Leia o que trago sobre o documentário Big Vape

João Carlos Martins
5 min readNov 7, 2023

Dia desses comecei a assistir ao documentário Big Vape, disponível na Netflix, mas não consegui terminar, pois acabei dormindo. Entretanto, dias depois desses recomecei a assistir e dessa vez consegui ir até o fim. Gostaria de compartilhar o que de lá absorvi, mas não sem antes alertar que pode haver spoilers neste texto. Sim, eu sei que é um documentário, e não um dos filmes mais aguardados do ano, mesmo assim vale o aviso. Se não gosta de saber das coisas de antemão, saiba que gastei o tempo que já poderia ter começado a escrever só para que você não ficasse sem ter nada para ler. Agora começa:

Do que se trata?

Big Vape é um documentário que fala sobre a febre do JUUL entre os jovens nos Estados Unidos. Se você nunca ouviu falar disso que destaquei na primeira frase, sem crise, eu explico: o tal do JUUL foi o primeiro, senão o único, cigarro eletrônico a conseguir trazer até a pessoa fumante a sensação de estar fumando um cigarro real. Digo isso não por empirismo, mas, sim, por ser o que a turma fala nesse filme de quatro episódios. Bem, até aí zero problemas, né? Marlboro, Camel, Dunhill, Lucky Strike, Winston, Kent, Shelton, Rothmans, Chesterfield, Record, Eight, a lista é infinita de nomes que já circulam por aí. Um tipo de droga a mais não faria diferença. Contudo, a grande sacada dos fOuNdErS do JUUL não foi apenas encher o cu da galera de fumaça. Não! Eles foram até os anjos do Vale do Silício e disseram que tinham uma ideia que ia mudar o mundo. Sabe o que era? Um dispositivo eletrônico que ajudaria fumantes a parar de fumar cigarros. O protótipo era mais ou menos assim: por meio de um negócio que mais parece um pendrive, quantidades cavalares de nicotina, em relação a um cigarro, serão dispensadas para dentro de você, mas sem a presença de CO², que é o que mais causa câncer de pulmão. Parece uma troca justa, né? Se o que mais mata não é o mesmo que vicia, tira só ele e passa um Catupiry no resto. Era sabor de manga, menta, CRÈME BRÛLÉE e tantos outros impossíveis de resistir. Os bilionários acharam que fingir que se importavam com as pessoas, enquanto faziam frente ao comércio de cigarros convencionais, parecia ser uma ótima ideia e entraram nessa maravilhosa empreitada.

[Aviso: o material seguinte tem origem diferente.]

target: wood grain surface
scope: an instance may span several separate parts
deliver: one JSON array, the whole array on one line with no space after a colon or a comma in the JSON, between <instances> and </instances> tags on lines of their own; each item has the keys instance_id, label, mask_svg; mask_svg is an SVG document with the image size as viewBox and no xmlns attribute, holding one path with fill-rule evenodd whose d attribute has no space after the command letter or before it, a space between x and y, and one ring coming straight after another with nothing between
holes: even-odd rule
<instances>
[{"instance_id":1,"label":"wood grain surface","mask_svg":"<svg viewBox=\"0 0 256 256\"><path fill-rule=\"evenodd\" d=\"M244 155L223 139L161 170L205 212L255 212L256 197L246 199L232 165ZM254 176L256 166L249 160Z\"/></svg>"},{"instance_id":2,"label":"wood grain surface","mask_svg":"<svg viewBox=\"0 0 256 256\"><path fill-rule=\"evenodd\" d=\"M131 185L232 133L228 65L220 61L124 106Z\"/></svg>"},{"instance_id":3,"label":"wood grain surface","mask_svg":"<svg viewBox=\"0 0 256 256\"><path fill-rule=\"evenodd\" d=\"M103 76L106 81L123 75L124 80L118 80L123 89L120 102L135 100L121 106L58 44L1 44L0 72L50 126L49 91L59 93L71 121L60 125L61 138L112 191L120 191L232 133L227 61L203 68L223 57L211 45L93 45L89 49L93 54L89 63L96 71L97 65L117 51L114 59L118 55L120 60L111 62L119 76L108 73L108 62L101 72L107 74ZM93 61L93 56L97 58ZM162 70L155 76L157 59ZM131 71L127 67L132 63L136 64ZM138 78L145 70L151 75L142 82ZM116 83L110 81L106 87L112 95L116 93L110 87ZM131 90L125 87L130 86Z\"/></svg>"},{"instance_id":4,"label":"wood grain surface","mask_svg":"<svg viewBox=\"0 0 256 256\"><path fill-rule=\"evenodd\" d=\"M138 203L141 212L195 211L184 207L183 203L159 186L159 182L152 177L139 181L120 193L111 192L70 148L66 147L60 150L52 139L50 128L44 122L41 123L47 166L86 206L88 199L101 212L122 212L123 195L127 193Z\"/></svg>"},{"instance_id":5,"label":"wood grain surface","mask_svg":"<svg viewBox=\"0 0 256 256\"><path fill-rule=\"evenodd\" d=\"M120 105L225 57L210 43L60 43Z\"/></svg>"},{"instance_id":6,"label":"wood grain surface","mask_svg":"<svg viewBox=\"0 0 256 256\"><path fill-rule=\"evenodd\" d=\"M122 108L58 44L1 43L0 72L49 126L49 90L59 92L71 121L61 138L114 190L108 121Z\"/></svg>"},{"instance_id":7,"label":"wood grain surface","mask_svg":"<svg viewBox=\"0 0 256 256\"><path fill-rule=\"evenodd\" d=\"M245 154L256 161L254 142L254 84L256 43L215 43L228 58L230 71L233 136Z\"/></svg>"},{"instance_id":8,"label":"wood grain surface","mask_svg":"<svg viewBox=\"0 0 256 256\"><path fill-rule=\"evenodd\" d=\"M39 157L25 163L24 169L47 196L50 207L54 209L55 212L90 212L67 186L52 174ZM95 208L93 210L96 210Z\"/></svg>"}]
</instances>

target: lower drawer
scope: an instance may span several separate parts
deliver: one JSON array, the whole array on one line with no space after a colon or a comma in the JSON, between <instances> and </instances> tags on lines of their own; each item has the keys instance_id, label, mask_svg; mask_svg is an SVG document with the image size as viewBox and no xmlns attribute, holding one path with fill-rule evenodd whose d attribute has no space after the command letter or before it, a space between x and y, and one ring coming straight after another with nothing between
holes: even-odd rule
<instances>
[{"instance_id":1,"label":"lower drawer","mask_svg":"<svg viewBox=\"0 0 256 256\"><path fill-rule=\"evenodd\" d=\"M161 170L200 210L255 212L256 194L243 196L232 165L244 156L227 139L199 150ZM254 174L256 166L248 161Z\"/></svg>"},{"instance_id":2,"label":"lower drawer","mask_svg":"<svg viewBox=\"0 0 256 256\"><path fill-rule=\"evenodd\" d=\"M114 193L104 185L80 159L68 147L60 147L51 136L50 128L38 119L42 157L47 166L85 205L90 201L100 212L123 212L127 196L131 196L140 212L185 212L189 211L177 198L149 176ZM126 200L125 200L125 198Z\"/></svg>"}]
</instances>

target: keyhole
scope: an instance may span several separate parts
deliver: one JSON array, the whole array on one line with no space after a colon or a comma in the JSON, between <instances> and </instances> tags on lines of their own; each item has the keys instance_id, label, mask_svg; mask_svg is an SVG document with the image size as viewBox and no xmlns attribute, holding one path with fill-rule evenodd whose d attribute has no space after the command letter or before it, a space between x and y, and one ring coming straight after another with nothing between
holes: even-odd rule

Um ponto importante de se destacar neste parágrafo é o design do produto. Diz a lenda que o uso de vapes era algo considerado cafona entre os jovens da época. Eles até mostram algumas das máquinas de fumaça que os estadunidenses costumavam usar, e dava pra entender o afastamento. Além de serem horríveis, eram trambolhos cheios de procedimentos para poder iniciar a sessão de fumo. Desde o início, o e-cigarette tinha a ideia de ser discreto. Apesar disso, quando estavam nos finalmentes para que a criação fosse às ruas, a discrição foi pras cucuias. Richard Mumby, o head de marketing da companhia, contratou o diretor criativo Steven Baillie para compor a campanha de lançamento da marca. Steven Baillie é conhecido por lá como um publicitário bastante apelativo em suas propagandas, sempre buscando o que é belo, segundo os padrões europeus que somos obrigados a coexistir, sexy, provocante, tentador. Isso vai um pouco na contramão da ideia de salvar as vidas existentes em corpos mórbidos fumantes de cigarros movidos por meio da octanagem. Parece muito mais com um artigo de luxo, um objeto de desejo ou, como tanto falam durante os episódios, um lifestyle. Foi questão de tempo para que o aparelho fumacento estivesse na boca do povo.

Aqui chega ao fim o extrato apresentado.